If you find yourself endlessly grabbing for snacks in hotel mini–bars, try hotels with pillow valets, prepare to snuggle in for some serious zzzzz’s, and don’t be surprised when it’s such an effective way to avoid the munchies. If you want to gain stress control and lose fat, there’s a lot to be said about sleeping.

Research has established a solid connection between sleepy and weighty. Inadequate sleep means increased levels of NPY which increases appetite; and when we’re sleepy, less leptin and more ghrelin releases mean a hormonal swing towards hunger and cravings. Lack of sleep also forces inadequate release of both serotonin and dopamine. Since sugary foods are a way to stimulate serotonin and dopamine release, it’s easy to understand why we’re headed for the mini-bar, yawning all the way.

Studies show that people sleep 1.5 hrs less per night than they did in 1960, which correlates with increased weight and BMI levels. Whey protein contains the amino acid tryptophan which increases serotonin to improve your mood; and tries to nudge you into a more restful sleep.
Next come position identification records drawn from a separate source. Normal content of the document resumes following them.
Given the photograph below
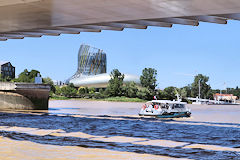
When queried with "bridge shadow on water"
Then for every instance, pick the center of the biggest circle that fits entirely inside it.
(124, 126)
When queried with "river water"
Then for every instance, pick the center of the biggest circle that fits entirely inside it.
(75, 129)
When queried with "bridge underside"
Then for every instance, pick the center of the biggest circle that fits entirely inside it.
(35, 18)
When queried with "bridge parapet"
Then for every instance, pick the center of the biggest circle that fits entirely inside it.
(7, 86)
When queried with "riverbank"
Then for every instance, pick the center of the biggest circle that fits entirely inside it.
(110, 99)
(80, 129)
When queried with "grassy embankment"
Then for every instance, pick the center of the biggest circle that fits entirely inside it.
(111, 99)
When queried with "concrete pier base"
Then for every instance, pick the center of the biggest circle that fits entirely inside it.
(24, 96)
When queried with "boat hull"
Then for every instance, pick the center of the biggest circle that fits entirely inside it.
(170, 115)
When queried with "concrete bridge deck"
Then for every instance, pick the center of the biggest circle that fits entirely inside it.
(24, 96)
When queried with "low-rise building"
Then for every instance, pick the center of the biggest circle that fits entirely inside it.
(7, 70)
(225, 97)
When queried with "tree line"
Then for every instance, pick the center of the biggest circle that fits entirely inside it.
(116, 88)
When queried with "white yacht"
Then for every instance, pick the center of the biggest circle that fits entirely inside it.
(165, 109)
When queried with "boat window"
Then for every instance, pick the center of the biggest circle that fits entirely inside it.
(179, 106)
(163, 105)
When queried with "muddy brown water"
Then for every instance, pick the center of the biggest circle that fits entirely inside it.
(75, 129)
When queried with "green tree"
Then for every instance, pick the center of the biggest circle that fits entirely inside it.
(131, 90)
(92, 90)
(170, 92)
(68, 91)
(82, 90)
(27, 77)
(145, 93)
(148, 78)
(115, 84)
(204, 87)
(49, 81)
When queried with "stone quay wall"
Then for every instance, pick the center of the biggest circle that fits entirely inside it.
(24, 96)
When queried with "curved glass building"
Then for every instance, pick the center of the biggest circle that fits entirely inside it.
(92, 68)
(91, 61)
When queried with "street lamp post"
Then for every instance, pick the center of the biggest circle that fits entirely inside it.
(199, 89)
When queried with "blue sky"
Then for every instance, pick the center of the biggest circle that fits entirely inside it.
(176, 53)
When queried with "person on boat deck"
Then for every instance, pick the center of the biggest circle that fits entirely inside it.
(167, 105)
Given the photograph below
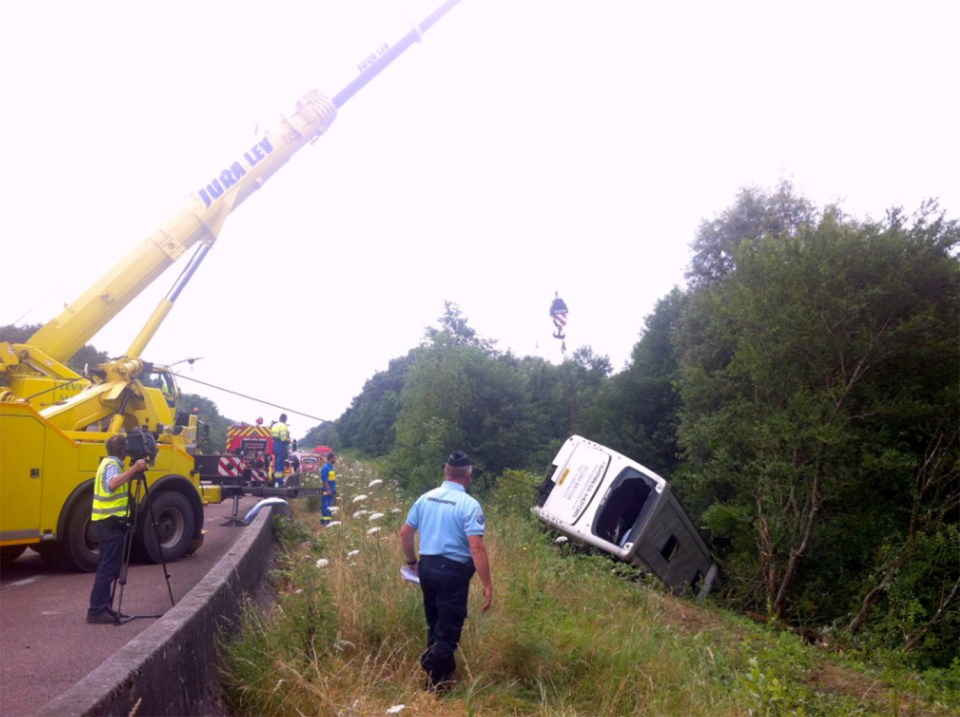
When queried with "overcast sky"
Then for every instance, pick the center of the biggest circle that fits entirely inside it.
(524, 147)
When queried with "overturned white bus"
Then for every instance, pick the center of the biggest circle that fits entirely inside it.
(602, 498)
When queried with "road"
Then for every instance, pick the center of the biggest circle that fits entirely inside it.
(45, 643)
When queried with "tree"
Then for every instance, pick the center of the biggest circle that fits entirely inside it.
(816, 362)
(754, 215)
(636, 410)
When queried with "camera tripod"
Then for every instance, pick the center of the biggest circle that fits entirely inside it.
(140, 479)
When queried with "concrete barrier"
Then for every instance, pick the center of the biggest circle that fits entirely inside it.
(171, 667)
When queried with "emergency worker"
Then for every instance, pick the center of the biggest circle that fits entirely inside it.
(281, 442)
(451, 526)
(111, 511)
(328, 478)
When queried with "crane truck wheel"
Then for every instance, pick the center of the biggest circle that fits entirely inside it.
(167, 524)
(9, 553)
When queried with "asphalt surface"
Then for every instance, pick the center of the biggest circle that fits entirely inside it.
(46, 645)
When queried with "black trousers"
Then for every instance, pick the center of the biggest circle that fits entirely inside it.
(112, 534)
(446, 587)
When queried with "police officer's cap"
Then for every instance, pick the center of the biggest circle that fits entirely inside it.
(459, 459)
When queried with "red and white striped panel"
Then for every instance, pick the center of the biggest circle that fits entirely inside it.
(229, 467)
(259, 474)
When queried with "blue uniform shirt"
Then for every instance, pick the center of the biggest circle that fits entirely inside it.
(445, 516)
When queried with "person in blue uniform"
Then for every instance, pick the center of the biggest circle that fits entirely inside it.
(451, 526)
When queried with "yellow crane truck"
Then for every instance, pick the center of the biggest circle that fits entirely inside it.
(54, 421)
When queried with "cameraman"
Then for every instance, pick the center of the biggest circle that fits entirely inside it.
(111, 509)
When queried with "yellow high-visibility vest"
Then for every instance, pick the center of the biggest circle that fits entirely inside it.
(280, 432)
(106, 504)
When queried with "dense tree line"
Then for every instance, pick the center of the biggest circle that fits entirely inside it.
(800, 394)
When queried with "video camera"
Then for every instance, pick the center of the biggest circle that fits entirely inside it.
(141, 444)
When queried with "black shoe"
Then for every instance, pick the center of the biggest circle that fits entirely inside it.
(107, 617)
(439, 685)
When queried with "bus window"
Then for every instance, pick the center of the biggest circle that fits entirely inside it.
(621, 506)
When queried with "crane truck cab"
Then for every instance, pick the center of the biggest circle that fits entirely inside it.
(603, 499)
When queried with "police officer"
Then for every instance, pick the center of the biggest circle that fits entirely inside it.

Beyond that, a whey protein shake will keep you feeling fuller - convenient when it’s time to put the stresses of the day aside, and slip into some sound, uninterrupted sleep.

The advice to our dieters this week is to keep sipping on a meal replacer for one meal a day and have one before you sit down to Thanksgiving dinner. Study your food journal and choose more protein, fruits and veggies, and ease up on eating or exercise harder either the day before or the day after turkey day. Try to catch up on sleep this week. They don’t call it ‘beauty’ sleep for nothing.

It’s our best advice. The rest is up to you.